0

Currently I have a CSV file that contains address information, the problem I have is that the address field has embedded new line characters so when I try and load it into MySQL it doesn't work.

Here is an example of what my csv file looks like:

ID|NAME|ADDRESS|PHONE
1|"JOHN DOE"|"1 SHORT ROAD LONDON UNITED KINGDOM"|"01234 567 890"
2|"JANE DOE"|"1 SHORT ROAD LONDON 
UNITED KINGDOM"|"01234 567 890"
3|"BOB DOE"|"1
SHORT ROAD
LONDON
UNITED KINGDOM"|"01234 567 890"

And Here is what I want it to look like:

ID|NAME|ADDRESS|PHONE
1|"JOHN DOE"|"1 SHORT ROAD LONDON UNITED KINGDOM"|"01234 567 890"
2|"JANE DOE"|"1 SHORT ROAD LONDON UNITED KINGDOM"|"01234 567 890"
3|"BOB DOE"|"1 SHORT ROAD LONDON UNITED KINGDOM"|"01234 567 890"

My initial approach was to count the amount of '|' in the header line and have that as the target count.

typeset -i target
target=`head -1 broken.csv | awk -F\| '{print NF-1}'`

Then what I wanted to do was to iterate through the file line by line doing the same count on each line

while read -r line
do
count=`echo $line | awk -F\| '{print NF-1}'`

But I can't figure out the code for the next bit

What I want to do is

if count == target
echo $line >> fixed.csv
else
#append the next line and do the count again

I think I need a nested loop but I can't quite figure out the syntax so was hoping someone could give me some insight.

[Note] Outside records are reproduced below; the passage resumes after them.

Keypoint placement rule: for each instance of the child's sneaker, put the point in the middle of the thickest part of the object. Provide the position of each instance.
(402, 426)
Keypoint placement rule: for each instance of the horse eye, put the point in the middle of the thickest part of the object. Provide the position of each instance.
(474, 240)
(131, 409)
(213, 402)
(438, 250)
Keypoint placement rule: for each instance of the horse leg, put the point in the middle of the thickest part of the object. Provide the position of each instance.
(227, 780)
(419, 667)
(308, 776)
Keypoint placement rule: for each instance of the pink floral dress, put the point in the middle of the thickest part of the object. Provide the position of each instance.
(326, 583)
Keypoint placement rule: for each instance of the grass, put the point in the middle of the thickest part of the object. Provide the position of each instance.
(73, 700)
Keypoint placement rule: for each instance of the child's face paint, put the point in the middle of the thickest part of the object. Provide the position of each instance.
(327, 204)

Any help much appreciated :)

  • 3
    First of all first CSV file is valid, so if you can't import it to mysql than your import should be fixed rather than the file. – pawel7318 Jan 06 '16 at 10:52

5 Answers5

0

One way is to remove newlines not followed by '<ID>|"' (or EOF), using a negative look-ahead assertion (supported by perl, python etc.):

perl -0pe 's/\n(?!(\d+\|"|\z))//g' file
Eugene Yarmash
  • 142,882
  • 41
  • 325
  • 378
0

Please check my comment to your question. However if you want to stick to your way of fixing it than this should do what you need:

cat not-really-broken.csv |sed -e ':a;N;$!ba;s/\([^"]\)\n/\1 /g' -e 's/ /\n/'

Main idea is to replace all \n with (space) but only if it's not after " and to skip the firs line.

Please note this can fail for some other CSV files as those can use different character for quoting or omit it for some fields.

References:

Have sed make substitute on string but SKIP first occurrence

How can I replace a newline (\n) using sed?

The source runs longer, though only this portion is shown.